チェンチオッティによれば、ロックオンは「敵対行為」ではなく「敵対意思」と見なされるが、明確かつ差し迫った脅威がある場合に限って使われるため、今回のような事案は通常の軍事手順を超えたエスカレーションと見なされるのが一般的だという。

中国国防省は、日本の戦闘機が、事前に通告されていた中国空母の訓練空域に繰り返し侵入し、海軍艦隊を妨害したと主張している。

かつてイタリア空軍に所属していたチェンチオッティは、NATO空軍では安全な迎撃を行うための訓練が徹底されていると語る。対象に接近する際はプロ意識を保ち、適切な距離を維持し、明確なコミュニケーションを行うことが求められる。

「常に戦術状況をエスカレートさせずに管理するのが目標だ」と語った。仮に平時の任務中に突然火器管制モードでロックオンされた場合も、パイロットは冷静を保ち、上官の指示に従い、状況を記録するよう指導されているという。
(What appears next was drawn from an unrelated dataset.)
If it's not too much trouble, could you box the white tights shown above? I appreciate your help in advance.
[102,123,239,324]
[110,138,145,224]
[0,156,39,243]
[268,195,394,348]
帰還後には、インシデントの詳細を精査し、NATOおよび各国の当局に報告。その後の対応は政治・外交レベルに引き継がれ、警告や抗議、同盟国との調整が行われる。

チェンチオッティは、状況認識を保ちつつ、「コックピット内での無用な反応」を避け、政治リーダーに判断を委ねることが基本方針だと述べた。